For decades, Panaji, Goa’s capital city, was a mere blip on the map between the airport and North Goa’s idyllic soft-sand beaches. Now the city is attracting travellers with creative new restaurants that put a new spin on the local dining scene of Goa — a trend driven by urbanites who have moved to the country’s western coast, seeking a slower pace of life. Fresh eateries serving inventive Indian and international food have turned Panaji into its own dining destination, feeding an expanding consumer base of non-locals who are moving in. By Prasad Ramamurthy
All about Goa’s new spin on local dining
One of the first to open was Miguel’s in 2020, a sexy glass-and-metal art deco space in the Latin Quarter that serves small plates, inspired by the region’s Konkani and Portuguese heritage. Alongside is a menu featuring potent cocktails rooted in Gatsby-era New York: Manhattans, Bellinis, and Old Fashioneds. “Panjim has an old-world charm to it,” says co-owner Ankush Gujral, “so we wanted Miguel’s to be an old-world neighbourhood watering hole where you could come by for after-work drinks.”
It’s a sentiment shared by Goan chef Pablo Miranda who opened Antonio@31, also in the Latin Quarter, as a place where he “imagined his friends would come to hang out”. The menu reimagines the food of his childhood in contemporary ways. The baitfish pakoras, for instance, are a staple sundowner accompaniment in many Goan homes. Plus, there are speciality cocktails, like a seasonal drink based on fermented cashew apples. In another adjacent Portuguese-era building, Miranda also runs Makutsu, a grungy Japanese street food and yakitori restaurant. Headliners include barbecued offal of chicken, pork, and beef.

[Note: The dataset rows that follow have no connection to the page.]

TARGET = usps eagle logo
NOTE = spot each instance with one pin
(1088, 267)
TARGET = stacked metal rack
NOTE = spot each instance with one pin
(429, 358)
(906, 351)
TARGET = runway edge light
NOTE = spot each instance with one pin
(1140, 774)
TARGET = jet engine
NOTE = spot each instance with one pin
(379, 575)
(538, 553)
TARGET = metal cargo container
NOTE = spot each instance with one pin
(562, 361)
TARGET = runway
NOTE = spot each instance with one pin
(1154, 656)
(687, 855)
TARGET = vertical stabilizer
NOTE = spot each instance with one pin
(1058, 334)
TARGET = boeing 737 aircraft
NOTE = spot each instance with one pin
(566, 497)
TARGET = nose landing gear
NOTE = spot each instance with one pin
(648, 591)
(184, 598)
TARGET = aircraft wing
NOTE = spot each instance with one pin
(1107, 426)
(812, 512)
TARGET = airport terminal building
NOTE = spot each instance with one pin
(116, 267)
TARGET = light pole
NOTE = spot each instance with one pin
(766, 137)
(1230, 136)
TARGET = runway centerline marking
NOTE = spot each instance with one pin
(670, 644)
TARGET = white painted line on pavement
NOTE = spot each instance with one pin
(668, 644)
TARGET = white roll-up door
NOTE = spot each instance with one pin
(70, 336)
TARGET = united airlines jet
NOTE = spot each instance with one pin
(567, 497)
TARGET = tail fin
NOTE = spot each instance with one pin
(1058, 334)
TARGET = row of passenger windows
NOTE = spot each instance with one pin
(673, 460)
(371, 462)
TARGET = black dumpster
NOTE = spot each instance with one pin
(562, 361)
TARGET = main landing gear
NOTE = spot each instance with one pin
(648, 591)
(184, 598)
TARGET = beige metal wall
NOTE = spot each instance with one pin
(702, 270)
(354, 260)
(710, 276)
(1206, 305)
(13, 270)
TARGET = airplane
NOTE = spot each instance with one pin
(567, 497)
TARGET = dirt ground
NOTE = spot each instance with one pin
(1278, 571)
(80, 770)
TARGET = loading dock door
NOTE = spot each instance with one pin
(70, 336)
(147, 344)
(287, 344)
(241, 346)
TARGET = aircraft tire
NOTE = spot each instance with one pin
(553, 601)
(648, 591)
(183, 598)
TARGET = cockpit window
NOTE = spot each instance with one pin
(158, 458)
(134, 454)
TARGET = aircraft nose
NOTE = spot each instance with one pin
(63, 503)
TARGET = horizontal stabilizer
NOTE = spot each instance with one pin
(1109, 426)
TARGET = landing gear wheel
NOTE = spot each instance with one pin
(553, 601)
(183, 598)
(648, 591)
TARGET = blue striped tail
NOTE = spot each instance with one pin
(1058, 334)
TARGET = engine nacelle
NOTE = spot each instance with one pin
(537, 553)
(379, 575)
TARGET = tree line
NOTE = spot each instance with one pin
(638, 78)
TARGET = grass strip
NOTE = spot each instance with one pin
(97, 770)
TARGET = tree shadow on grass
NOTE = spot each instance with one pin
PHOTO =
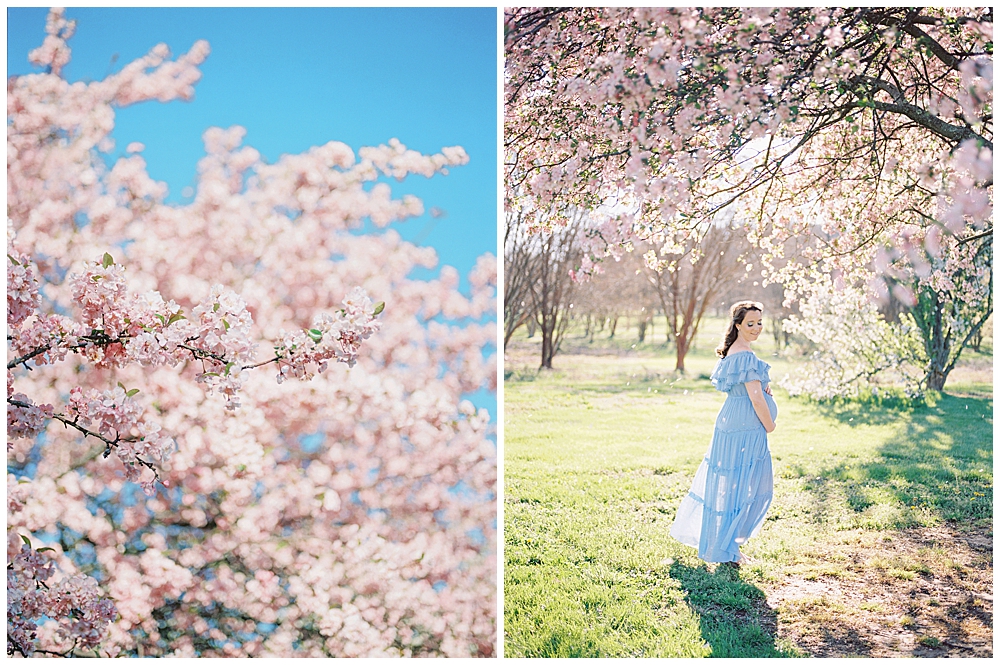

The Japanese theme continues at the newest kid on the block, the slickly designed Vedro, where local celeb chefs Maia Laifungbam and Sanchit Behl take intrinsically Indian flavours but present them using Japanese and French techniques. “The aim is to use food to remind you of dishes you’re familiar with, and do it in a fun way,” says Laifungbam. Mission accomplished for a dish called butta, which spotlights corn, including popcorn, in a sweet shiro miso brought memories of a traditional corn dish I’ve had in North India.
The curry leaves in The Malabar Coast, a bourbon-centric drink, was another shot of pure nostalgia. Taking the flavour profiles further afield is Frida Cantina, a Mexican eatery that makes its masa dough for its tamales from scratch. One afternoon, as I washed a jackfruit tamale down with a Pisco sour, I found it buzzing with families, many from Mumbai and Delhi, out for an afternoon lunch. Panaji’s food scene has also received a boost with the return of Goans like Priyanka Sardessai, a Culinary Institute of America grad, whose Larder + Folk turns out melt-in-the-mouth sandwiches and a limon doughnut I still dream of.
Food apart, any evening on the town should include For The Record Vinyl Bar. It’s known equally for its collection of vinyls that you can pop in and listen to as for its feni-based cocktails; try the excellent sourdough pizza if the munchies hit you. Then head to Pestico for more cocktails, a post-work haunt for many local chefs.